第229話 決意

 お母さんは神野に向き合ったまま、静かに拳を震わせていた。

 そして傷ついた夜子さんに目を向けると、その手を一層握りしめた。治癒術が効かないのだろう。


「君の死体には封印を施していたはずなんだけどね」

「誰かが解いていたみたいよ? 」

「チッ、夜子か」


 そう吐き捨てると、神野は目を鋭くして冷や汗を流しながらお母さんを見る。


「あの妖怪達はどうした? 万一に備えて、狭い結界内にかつての九尾や鬼、天狗を一千体ほど用意していたはずだが」

「殺したわよ。全部」


 彼女はさも当然のことのように答えた。

 神野は呆れたような笑みを浮かべる。


「呪いの無くなった君は、つくづく化け物だね」

「そうね。その化け物に、あなたももうすぐ殺されるわ」


 そう言って彼女が1歩踏み出した時、その眼前に青目の空亡が立ちはだかった。


「行かせるか⋯⋯」

「⋯⋯邪魔」


 次の瞬間には空亡の頬に裏拳が決まった。

 いつ繰り出したのかも見えないほど、高速の一撃だった。壁に叩きつけられた空亡に目もくれず、お母さんは神野に対して瞬時に距離を詰めた。


「なっ!? 」

「“竜骨”」


 下から上へ、突き上げるような拳が神野に叩き込まれる。
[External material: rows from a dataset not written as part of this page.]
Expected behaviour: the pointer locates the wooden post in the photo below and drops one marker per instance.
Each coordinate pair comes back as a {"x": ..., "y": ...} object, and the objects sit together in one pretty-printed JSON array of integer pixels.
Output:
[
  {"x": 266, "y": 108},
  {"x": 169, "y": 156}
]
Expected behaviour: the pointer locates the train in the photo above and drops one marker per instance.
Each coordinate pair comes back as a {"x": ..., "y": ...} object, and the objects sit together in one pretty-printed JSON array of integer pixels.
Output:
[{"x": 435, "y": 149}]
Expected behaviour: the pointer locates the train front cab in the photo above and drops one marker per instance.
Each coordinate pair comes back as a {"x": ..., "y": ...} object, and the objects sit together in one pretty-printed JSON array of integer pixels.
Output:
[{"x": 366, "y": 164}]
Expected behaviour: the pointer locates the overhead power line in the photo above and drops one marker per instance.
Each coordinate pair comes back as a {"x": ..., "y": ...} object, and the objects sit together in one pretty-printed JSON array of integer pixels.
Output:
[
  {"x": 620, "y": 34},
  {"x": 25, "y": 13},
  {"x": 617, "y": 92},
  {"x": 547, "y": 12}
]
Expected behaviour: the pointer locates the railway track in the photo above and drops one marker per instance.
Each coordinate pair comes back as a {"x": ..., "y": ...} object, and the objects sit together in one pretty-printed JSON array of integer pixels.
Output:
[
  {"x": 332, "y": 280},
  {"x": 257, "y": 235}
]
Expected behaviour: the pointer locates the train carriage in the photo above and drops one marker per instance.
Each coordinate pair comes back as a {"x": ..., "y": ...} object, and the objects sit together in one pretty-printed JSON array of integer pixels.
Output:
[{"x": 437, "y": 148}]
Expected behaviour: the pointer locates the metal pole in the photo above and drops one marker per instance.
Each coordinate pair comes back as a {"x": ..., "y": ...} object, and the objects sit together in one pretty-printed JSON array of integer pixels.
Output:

目にも止まらぬ速さで神野は天へ突き上げられ、地下室の天井を破って暗い空へ飛び出した。

 お母さんもそれを追って行く。


 立ち上がった青目の空亡が、またそれを邪魔しようとしていた。


「やらせるか! 」


 丁度倒れていた奴を蹴り上げて妨害を阻止する。グラグラふらついた青目が鋭く私を睨みつけるが、ちっとも怖くなかった。


「葵! 沙羅と夜子さんを! 」


 全身の霊力を解放して、臨戦態勢を整える。神野と青目が分裂した今がチャンスだ。

 こいつがいる限り、敵は復活し続ける。逆に倒せさえすれば、こちらに勝機が見えてくるだろう。


「空亡! ここでこいつを倒すわよ! 」

「あぁ、またとない好機だ」


 ***


 アジトの遥か上空、夜明けまではまだ少しあるだろう。

 暗い空の中で、紗奈と神野は対峙していた。

 既に神野は先程の一撃のダメージを受けて、治癒術を全力で回して回復している。


「たった、一撃で、これか! 」

「良いわね、呪いの無い体。軽くって仕方が無いわ」


 紗奈の体から溢れ出した圧倒的な量の霊力が、絶えず神野を威圧し続けていた。

 空亡の妖力量と比較してもなお、破格の霊力量だ。


「死んだらまた霊力も増えたし。あなた達のおかげで、また娘達を守れそうだわ」


 霊力というものは、死に瀕すると上昇していくことがある。

 彼女の場合は実際に死んでいるのだから、その上昇値は計り知れない。


 歴代最強とまで言われた龍神の巫女が、更なる力をつけて復活したのだ。


「私の親友の敵、取らせて貰うわよ」


 大気にヒビが入るほどの迫力が、神野を襲った――。